Consider the persecution you may have seen or suffered. How did you respond? What did you learn from the experience? As you encounter persecution, remember that you can trust in Jesus when you struggle with the fear and anger caused by persecution.
Teacher Tip: The information in this lesson is intense and may be difficult for your students to hear. It may be helpful to allow the students to take short breaks during the lesson. If a student seems particularly upset by the information, be sure to talk with her after class to encourage and pray for her.
“Persecution” means suffering or being mistreated because of your religious beliefs, ethnic group, social class, or political ideas. It may include being harassed, mocked, beaten, forced out of your home, jailed, or even killed. A simple way to explain persecution is that it is a group mistreating another group because they are different in some way.
Here are some things about persecution you may not know:
Persecution is a worldwide concern. People are persecuted on nearly every continent for their religious and political beliefs, their ethnic groups, and their social classes.
The most common form of persecution is religious persecution, and the most persecuted religion in the world is Christianity. In more than 60 countries, Christians are persecuted by governments or other religious groups.
In some places, those who are persecuted are forced to leave their homes and even their countries to find safety.
Apostasy and blasphemy laws make Christianity illegal in many countries. In these countries, Christians can be jailed, face torture, and even be put to death for their beliefs.
Teacher Tip: If it is helpful, explain to your students that “apostasy” means refusing to follow or obey a religion that is recognized by the government and “blasphemy” means speaking out against a recognized religion.
Persecution can occur against a single person or a small or large group.
When a person supports justice and human rights and opposes violence, corruption, and the mistreatment of others, that person could face persecution.
- Why do you think persecution happens?
Persecution is most often the strong oppressing the weak. It usually involves an individual or group of people that wants power and control over others or a group of people that considers itself better than another group. Often, the persecuting group feels threatened by the other group.
- Why do you think an ethnic, religious, social, or political group might seem threatening to others?
Those who are persecuting others may be afraid of what they do not understand. If there are scarce resources, such as food or land, the powerful group may be trying to keep it all for themselves. Sometimes people persecute others because they are fearful of being persecuted themselves.
I am going to share some examples of persecution that have happened and still are happening around the world. Think about what kind of persecution each represents. There are 4 types: religious, ethnic, political, and social persecution. Often persecution begins for 1 reason and then grows to include other reasons, so these examples may include more than 1 type of persecution.
Teacher Tip: If it is not safe or appropriate to share these situations with your students, try to think of other situations to share to illustrate the different types of persecution.

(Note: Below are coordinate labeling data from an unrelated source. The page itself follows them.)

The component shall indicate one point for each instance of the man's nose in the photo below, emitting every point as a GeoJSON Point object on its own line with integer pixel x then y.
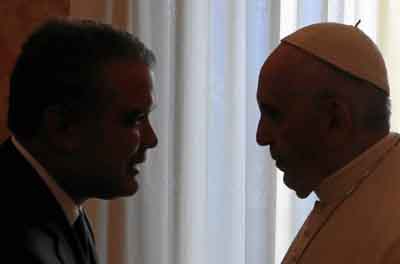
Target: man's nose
{"type": "Point", "coordinates": [263, 135]}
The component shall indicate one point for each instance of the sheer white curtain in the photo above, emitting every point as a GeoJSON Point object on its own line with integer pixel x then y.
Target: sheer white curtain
{"type": "Point", "coordinates": [208, 193]}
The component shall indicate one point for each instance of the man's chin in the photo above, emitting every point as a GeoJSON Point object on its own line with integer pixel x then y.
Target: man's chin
{"type": "Point", "coordinates": [300, 193]}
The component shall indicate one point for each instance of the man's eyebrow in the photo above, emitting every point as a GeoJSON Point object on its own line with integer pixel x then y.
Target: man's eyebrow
{"type": "Point", "coordinates": [139, 111]}
{"type": "Point", "coordinates": [267, 107]}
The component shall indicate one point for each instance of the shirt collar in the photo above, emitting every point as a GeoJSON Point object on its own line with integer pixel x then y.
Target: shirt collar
{"type": "Point", "coordinates": [70, 208]}
{"type": "Point", "coordinates": [343, 181]}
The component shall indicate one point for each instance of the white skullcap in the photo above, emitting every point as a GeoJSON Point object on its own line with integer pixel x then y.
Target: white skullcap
{"type": "Point", "coordinates": [345, 47]}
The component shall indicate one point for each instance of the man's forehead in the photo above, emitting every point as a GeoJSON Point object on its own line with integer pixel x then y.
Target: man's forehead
{"type": "Point", "coordinates": [289, 71]}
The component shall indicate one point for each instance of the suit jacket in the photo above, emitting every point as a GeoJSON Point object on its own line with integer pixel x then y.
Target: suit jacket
{"type": "Point", "coordinates": [35, 228]}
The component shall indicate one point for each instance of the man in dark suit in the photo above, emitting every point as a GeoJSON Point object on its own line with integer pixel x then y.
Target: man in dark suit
{"type": "Point", "coordinates": [80, 97]}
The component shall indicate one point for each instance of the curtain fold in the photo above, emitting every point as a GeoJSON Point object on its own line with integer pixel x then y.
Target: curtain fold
{"type": "Point", "coordinates": [208, 193]}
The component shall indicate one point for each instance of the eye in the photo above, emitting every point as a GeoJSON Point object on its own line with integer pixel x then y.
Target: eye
{"type": "Point", "coordinates": [271, 113]}
{"type": "Point", "coordinates": [134, 119]}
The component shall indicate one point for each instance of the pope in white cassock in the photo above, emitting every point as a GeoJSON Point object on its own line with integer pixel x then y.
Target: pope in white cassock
{"type": "Point", "coordinates": [324, 100]}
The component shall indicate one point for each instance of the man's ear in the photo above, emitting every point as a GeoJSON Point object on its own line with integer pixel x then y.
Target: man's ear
{"type": "Point", "coordinates": [60, 129]}
{"type": "Point", "coordinates": [339, 122]}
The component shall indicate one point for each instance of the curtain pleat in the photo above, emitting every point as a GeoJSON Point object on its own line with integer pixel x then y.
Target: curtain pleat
{"type": "Point", "coordinates": [208, 193]}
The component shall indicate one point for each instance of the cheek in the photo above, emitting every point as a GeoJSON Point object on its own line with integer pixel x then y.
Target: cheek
{"type": "Point", "coordinates": [135, 139]}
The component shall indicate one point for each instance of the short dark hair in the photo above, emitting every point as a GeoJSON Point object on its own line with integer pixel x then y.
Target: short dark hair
{"type": "Point", "coordinates": [61, 64]}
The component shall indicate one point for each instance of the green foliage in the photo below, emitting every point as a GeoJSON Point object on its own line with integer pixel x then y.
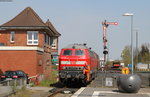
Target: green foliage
{"type": "Point", "coordinates": [51, 80]}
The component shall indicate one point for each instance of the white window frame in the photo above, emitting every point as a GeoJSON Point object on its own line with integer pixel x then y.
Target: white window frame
{"type": "Point", "coordinates": [54, 42]}
{"type": "Point", "coordinates": [32, 40]}
{"type": "Point", "coordinates": [12, 36]}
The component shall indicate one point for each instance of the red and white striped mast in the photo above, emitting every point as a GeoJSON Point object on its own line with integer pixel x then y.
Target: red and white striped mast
{"type": "Point", "coordinates": [105, 52]}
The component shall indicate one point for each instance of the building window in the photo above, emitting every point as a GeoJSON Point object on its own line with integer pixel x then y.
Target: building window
{"type": "Point", "coordinates": [32, 37]}
{"type": "Point", "coordinates": [54, 43]}
{"type": "Point", "coordinates": [47, 39]}
{"type": "Point", "coordinates": [12, 36]}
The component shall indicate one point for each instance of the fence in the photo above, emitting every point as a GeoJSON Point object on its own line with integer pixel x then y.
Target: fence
{"type": "Point", "coordinates": [15, 82]}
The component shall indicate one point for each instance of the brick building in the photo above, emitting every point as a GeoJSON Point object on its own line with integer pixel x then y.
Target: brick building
{"type": "Point", "coordinates": [27, 43]}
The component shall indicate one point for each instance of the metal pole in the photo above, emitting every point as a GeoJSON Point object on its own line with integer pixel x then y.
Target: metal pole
{"type": "Point", "coordinates": [132, 42]}
{"type": "Point", "coordinates": [137, 46]}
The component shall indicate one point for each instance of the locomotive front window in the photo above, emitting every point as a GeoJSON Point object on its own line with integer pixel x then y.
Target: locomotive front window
{"type": "Point", "coordinates": [67, 52]}
{"type": "Point", "coordinates": [79, 52]}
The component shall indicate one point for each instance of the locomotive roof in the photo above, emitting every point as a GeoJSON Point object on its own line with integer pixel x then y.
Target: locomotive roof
{"type": "Point", "coordinates": [76, 46]}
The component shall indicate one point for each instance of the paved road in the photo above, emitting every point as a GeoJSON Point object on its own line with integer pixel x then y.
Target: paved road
{"type": "Point", "coordinates": [109, 92]}
{"type": "Point", "coordinates": [5, 90]}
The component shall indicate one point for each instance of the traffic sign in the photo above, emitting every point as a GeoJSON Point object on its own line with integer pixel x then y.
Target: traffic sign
{"type": "Point", "coordinates": [112, 23]}
{"type": "Point", "coordinates": [125, 70]}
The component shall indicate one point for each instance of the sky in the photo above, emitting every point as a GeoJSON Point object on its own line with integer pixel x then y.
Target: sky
{"type": "Point", "coordinates": [79, 21]}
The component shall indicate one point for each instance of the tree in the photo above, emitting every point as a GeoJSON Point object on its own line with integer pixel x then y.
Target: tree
{"type": "Point", "coordinates": [126, 55]}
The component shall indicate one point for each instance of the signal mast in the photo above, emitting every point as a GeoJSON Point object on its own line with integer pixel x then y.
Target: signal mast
{"type": "Point", "coordinates": [105, 52]}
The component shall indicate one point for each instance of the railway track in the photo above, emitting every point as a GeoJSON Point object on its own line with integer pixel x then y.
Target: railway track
{"type": "Point", "coordinates": [63, 91]}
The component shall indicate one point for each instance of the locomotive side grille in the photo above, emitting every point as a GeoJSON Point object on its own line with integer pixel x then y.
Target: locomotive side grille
{"type": "Point", "coordinates": [73, 68]}
{"type": "Point", "coordinates": [65, 62]}
{"type": "Point", "coordinates": [72, 62]}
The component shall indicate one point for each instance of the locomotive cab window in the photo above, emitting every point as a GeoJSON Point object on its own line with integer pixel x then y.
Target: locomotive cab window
{"type": "Point", "coordinates": [67, 52]}
{"type": "Point", "coordinates": [79, 52]}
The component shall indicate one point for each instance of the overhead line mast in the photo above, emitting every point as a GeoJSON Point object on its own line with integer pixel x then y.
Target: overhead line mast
{"type": "Point", "coordinates": [105, 52]}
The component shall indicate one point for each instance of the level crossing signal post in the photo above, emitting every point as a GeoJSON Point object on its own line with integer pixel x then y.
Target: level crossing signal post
{"type": "Point", "coordinates": [105, 52]}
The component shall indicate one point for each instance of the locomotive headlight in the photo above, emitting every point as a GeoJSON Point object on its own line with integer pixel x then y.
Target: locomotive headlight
{"type": "Point", "coordinates": [65, 62]}
{"type": "Point", "coordinates": [81, 68]}
{"type": "Point", "coordinates": [80, 62]}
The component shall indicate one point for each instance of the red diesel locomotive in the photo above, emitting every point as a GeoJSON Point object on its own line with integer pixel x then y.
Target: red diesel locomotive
{"type": "Point", "coordinates": [77, 63]}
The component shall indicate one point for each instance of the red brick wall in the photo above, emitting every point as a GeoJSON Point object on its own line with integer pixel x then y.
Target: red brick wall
{"type": "Point", "coordinates": [19, 60]}
{"type": "Point", "coordinates": [32, 62]}
{"type": "Point", "coordinates": [20, 38]}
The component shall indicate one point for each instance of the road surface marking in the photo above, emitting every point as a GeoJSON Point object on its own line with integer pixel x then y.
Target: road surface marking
{"type": "Point", "coordinates": [78, 92]}
{"type": "Point", "coordinates": [96, 93]}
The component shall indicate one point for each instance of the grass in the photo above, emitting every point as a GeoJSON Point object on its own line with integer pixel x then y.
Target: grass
{"type": "Point", "coordinates": [52, 79]}
{"type": "Point", "coordinates": [22, 93]}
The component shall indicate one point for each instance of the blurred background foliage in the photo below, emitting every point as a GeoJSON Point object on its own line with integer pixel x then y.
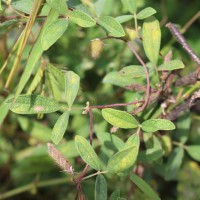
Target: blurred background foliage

- In the 1930s during World War II, the German Nazis killed millions of Jews. What kind of persecution was this?
- In Rwanda in 1994, the Hutu tribe killed almost 1 million members of the Tutsi tribe. What kind of persecution was this?
- In North Korea, anyone who speaks against the leader of the country may be jailed or killed. What kind of persecution is this?
- In some parts of the Middle East, it is illegal to be a Christian. If someone is found to be a Christian, he or she will be forced to leave the country or killed. What kind of persecution was this?
Persecution has happened throughout history. Because Christians were persecuted in the time of the early church, there are some examples of persecution in the Bible. Listen to what the Bible tells us about Christian persecution.
Everyone who wants to live a godly life in Christ Jesus will be persecuted.
2 Timothy 3:12
- Why do you think Jesus told His followers that they would face persecution?
Christians are sometimes hated because they do not behave or believe as others do. This lack of understanding can cause fear and anger in others—and sometimes it results in persecution. But Jesus understood fear, anger, and persecution, and He gave His followers advice about how to handle persecution. Listen to what He said.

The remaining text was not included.